The explanation of all this, besides the fact of his wonderful power of speech and his attractive grace as a man, is to be found in his deep devotion to the place, his pride in its history, his sympathy in its aspirations, and his thorough and absorbing belief in Christian education as auxiliary and essential to the real and permanent progress of the Christian religion. Dr. Hoge was not only a Christian, a gentleman, a minister of the Gospel, a scholar, and a man of the finest culture, but he was educator. He believed in it. He distrusted that kind of religion which willingly remains in ignorance or willingly allows others to continue in this deplorable state. Immediately after graduation he was chosen to teach in the college. During the earlier years of his ministry, under the force of circumstances, he conducted in his own house a seminary for young ladies which gained high repute and at which many of the finest women of the land were trained. He was for years a valued trustee of Union Theological Seminary, and had much to do with the founding and success of ‘The Home and School’ at Fredericksburg and of ‘Hoge Academy,’ at Blackstone. He was always in thorough sympathy with the young. He understood their possibilities and was anxious to see them make the most of themselves, and in order to do this, to afford them the best opportunities for improvement. His sincerity in the cause of education was abundantly shown by his generosity in bestowing his time, his efforts, and his money in its behalf. He was not only a benevolent but a beneficent man, and gave of his means freely and to nothing more liberally than to the Christian educational institutions. Hampden-Sidney has again and again participated in his bounty. He once spoke to his congregation in my presence almost in these identical words: ‘I have often thought that if I were suddenly endowed with wealth, the first use I would make of it, before attending to any other claim or even making provision for the members of my own family, I would adequately endow Hampden-Sidney College in order that it may be fully prepared for the great [277] work before it.’ Few men in the country have had more to do with educational institutions than he or been more honored by them. He loved to breathe their atmosphere and was refreshed in spirit by contact with them. Only in June last he remarked to me that he did not know any one who had attended more college commencements.
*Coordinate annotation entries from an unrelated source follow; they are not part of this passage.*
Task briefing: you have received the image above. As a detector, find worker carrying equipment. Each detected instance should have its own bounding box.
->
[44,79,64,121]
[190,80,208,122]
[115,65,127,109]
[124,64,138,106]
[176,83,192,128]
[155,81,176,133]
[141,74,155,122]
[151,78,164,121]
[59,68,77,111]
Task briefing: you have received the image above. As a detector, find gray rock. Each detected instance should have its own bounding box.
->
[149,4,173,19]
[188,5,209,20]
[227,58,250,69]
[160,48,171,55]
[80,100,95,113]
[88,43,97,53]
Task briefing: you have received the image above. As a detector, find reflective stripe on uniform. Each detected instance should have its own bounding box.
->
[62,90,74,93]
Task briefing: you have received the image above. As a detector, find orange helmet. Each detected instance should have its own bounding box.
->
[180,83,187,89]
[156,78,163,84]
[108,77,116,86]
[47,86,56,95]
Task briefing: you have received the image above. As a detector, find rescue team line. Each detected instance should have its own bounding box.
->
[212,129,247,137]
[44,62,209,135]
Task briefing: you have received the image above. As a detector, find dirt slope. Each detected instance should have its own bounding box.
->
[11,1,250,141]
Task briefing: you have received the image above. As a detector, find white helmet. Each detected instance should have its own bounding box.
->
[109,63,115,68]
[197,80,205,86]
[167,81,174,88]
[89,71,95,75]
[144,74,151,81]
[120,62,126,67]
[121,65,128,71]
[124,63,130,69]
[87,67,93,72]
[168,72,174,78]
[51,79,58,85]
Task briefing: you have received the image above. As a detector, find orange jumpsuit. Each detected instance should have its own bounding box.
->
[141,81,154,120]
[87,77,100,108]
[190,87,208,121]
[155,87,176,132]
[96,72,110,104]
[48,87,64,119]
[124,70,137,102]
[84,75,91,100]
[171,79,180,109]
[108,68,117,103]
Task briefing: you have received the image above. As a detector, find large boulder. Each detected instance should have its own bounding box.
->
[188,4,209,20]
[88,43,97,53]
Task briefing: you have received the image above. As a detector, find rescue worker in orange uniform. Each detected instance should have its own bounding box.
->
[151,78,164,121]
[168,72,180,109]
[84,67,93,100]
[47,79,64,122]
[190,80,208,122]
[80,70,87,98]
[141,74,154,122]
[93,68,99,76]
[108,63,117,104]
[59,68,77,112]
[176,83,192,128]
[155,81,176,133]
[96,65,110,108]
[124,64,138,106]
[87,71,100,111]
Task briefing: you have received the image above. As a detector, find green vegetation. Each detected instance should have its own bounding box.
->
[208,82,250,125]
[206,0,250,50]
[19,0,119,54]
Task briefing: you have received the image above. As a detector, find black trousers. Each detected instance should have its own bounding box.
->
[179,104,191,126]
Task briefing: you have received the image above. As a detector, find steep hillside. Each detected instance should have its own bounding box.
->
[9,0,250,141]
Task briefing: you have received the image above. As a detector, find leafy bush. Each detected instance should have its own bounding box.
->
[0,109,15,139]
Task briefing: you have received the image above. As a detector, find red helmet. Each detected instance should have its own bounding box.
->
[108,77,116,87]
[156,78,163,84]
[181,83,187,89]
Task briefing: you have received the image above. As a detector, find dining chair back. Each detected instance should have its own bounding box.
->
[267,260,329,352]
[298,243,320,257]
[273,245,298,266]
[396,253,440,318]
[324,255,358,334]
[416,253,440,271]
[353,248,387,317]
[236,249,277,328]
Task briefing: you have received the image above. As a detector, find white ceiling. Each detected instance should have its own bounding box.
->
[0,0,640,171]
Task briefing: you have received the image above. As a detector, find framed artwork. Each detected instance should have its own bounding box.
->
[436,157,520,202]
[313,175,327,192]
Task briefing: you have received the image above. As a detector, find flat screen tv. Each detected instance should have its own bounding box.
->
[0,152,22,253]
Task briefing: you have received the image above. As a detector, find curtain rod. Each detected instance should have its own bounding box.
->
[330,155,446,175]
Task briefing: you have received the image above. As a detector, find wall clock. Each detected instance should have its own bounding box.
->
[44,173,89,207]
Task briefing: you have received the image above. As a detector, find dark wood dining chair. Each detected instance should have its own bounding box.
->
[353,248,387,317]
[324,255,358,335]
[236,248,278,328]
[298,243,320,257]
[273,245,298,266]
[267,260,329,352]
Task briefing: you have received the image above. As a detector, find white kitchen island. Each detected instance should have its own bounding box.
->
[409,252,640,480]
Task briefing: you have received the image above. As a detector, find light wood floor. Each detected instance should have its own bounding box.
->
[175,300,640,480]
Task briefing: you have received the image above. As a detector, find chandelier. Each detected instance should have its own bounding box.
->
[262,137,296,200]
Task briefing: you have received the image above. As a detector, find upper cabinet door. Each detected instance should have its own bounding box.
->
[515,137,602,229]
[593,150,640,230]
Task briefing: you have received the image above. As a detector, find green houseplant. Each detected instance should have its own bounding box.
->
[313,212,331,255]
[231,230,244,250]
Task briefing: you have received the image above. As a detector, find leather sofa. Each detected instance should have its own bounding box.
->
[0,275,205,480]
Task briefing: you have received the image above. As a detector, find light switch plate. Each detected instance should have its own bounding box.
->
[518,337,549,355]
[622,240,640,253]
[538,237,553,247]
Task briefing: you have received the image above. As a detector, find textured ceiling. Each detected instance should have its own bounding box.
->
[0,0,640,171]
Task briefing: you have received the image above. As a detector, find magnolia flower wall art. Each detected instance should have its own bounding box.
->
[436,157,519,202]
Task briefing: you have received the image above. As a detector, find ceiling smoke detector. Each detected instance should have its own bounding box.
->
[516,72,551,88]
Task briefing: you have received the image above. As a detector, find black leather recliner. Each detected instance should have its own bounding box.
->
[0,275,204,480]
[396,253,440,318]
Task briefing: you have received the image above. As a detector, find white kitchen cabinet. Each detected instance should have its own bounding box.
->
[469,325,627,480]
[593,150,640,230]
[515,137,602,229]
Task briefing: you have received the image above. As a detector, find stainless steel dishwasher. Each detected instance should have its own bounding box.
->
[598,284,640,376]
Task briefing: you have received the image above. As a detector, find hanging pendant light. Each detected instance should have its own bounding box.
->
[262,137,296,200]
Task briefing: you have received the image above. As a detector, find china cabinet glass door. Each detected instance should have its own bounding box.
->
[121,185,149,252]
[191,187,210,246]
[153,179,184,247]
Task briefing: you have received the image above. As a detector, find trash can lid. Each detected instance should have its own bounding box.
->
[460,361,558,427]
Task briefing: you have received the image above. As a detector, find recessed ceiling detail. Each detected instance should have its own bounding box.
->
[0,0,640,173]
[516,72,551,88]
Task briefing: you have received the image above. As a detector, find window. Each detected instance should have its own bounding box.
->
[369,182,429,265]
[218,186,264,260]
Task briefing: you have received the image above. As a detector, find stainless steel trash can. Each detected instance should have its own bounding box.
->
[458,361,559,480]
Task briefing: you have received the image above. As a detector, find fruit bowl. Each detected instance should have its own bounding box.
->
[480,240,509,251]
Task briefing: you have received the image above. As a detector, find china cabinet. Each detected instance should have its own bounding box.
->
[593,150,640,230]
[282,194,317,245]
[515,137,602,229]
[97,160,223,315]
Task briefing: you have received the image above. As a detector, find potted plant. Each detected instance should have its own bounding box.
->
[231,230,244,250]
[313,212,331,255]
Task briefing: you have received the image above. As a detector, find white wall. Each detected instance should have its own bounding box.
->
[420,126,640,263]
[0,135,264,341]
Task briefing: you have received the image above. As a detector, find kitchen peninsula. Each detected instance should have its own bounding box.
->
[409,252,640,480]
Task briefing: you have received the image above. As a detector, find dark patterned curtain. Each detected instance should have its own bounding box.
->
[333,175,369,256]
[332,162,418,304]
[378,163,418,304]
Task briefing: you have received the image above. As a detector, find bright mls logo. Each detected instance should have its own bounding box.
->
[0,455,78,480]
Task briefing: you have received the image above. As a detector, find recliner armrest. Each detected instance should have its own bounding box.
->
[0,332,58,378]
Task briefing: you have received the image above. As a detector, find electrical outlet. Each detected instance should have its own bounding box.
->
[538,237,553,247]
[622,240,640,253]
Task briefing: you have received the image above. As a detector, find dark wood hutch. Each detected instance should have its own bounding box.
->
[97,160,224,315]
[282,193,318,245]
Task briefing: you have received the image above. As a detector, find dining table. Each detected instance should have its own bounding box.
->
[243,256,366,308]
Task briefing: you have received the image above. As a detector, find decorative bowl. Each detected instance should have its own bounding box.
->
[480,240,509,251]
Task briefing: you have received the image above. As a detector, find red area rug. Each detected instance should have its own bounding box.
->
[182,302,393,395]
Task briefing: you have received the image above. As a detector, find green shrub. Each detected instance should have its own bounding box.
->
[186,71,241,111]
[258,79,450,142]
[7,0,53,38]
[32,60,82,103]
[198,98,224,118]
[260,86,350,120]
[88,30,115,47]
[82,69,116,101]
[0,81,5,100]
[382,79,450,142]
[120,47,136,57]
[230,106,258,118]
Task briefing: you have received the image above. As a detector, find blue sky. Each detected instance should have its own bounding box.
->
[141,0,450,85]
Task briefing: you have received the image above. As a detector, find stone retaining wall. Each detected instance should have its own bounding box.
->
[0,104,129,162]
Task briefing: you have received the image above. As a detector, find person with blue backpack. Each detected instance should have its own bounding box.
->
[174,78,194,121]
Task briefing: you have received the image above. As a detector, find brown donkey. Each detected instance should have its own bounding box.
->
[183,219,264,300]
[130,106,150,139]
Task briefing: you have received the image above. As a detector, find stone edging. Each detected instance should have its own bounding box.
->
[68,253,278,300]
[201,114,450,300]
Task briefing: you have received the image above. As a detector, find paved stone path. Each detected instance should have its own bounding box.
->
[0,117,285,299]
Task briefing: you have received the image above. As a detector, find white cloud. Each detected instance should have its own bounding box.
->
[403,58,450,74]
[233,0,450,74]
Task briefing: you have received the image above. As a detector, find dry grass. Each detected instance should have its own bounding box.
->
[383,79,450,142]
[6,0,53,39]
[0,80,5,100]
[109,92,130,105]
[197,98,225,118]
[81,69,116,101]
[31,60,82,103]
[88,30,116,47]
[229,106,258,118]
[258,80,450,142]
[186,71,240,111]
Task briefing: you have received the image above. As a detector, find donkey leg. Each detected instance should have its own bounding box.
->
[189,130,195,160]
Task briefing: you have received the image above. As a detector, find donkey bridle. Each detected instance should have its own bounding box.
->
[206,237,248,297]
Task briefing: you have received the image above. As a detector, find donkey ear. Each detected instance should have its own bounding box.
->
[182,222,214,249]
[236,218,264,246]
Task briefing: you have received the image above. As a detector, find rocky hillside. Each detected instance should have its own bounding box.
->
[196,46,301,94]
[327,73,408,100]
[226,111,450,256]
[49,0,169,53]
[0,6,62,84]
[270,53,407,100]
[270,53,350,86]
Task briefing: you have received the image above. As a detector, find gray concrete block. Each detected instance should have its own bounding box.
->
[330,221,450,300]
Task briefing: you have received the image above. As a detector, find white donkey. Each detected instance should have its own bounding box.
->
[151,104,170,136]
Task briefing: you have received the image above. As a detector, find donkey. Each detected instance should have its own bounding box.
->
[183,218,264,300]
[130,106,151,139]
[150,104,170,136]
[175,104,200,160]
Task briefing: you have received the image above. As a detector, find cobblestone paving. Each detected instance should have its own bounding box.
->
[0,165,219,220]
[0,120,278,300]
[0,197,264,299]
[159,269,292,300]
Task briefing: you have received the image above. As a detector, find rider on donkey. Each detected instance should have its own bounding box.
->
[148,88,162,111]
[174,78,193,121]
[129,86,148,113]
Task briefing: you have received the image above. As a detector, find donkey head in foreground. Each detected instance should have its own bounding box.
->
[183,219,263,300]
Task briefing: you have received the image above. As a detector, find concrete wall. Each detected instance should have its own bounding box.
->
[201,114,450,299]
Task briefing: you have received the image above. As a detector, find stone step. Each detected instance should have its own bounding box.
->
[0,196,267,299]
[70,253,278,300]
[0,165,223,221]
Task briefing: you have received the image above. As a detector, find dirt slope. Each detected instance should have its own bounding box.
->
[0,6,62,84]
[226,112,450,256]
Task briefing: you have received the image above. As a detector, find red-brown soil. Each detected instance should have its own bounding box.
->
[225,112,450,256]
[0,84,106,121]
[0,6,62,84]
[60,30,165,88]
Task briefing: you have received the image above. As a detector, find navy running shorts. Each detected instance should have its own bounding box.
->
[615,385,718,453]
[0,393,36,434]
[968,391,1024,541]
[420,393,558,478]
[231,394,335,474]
Besides Hampden-Sidney for the past fifty years, he mentioned Randolph-Macon, Richmond College, the University of Virginia, Washington and Lee University, the universities of North Carolina and Mississippi, Princeton, Yale, Harvard, Oxford, in England, and then added, ‘many others in this country and in Europe.’

Perhaps no man in the commonwealth has been so identified with our higher institutions by the delivery of literary addresses and special sermons on important occassions. Many of these have been published, either in volumes along with the addresses and sermons of other distinguished gentlemen, or in pamphlet form. If gathered together in a separate volume they would constitute a valuable contribution to the literature of the South, and give an admirable picture of the man of letters and of wide and accurate culture; the devoted servant of God; the sympathetic mentor of youth; the scribe widely instructed in all useful knowledge, bringing out of his treasures things new and old for the delectation and improvement of his fellowmen. It thus appears that few men have been more honored in their generation by those whose recognition is the highest praise, and that none have more worthily responded to the calls made upon them. Early in life he was thought worthy of the degree of Doctor of Divinity by his Alma Mater. He received the degree of Ll. D. from Washington and Lee University on the occasion of its centennial celebration in 1886. Princeton University honored itself in selecting him for the degree of D. D. from among all the ministers of the South two or three years since, when it ceased to be the College of New Jersey and took on the form of a university.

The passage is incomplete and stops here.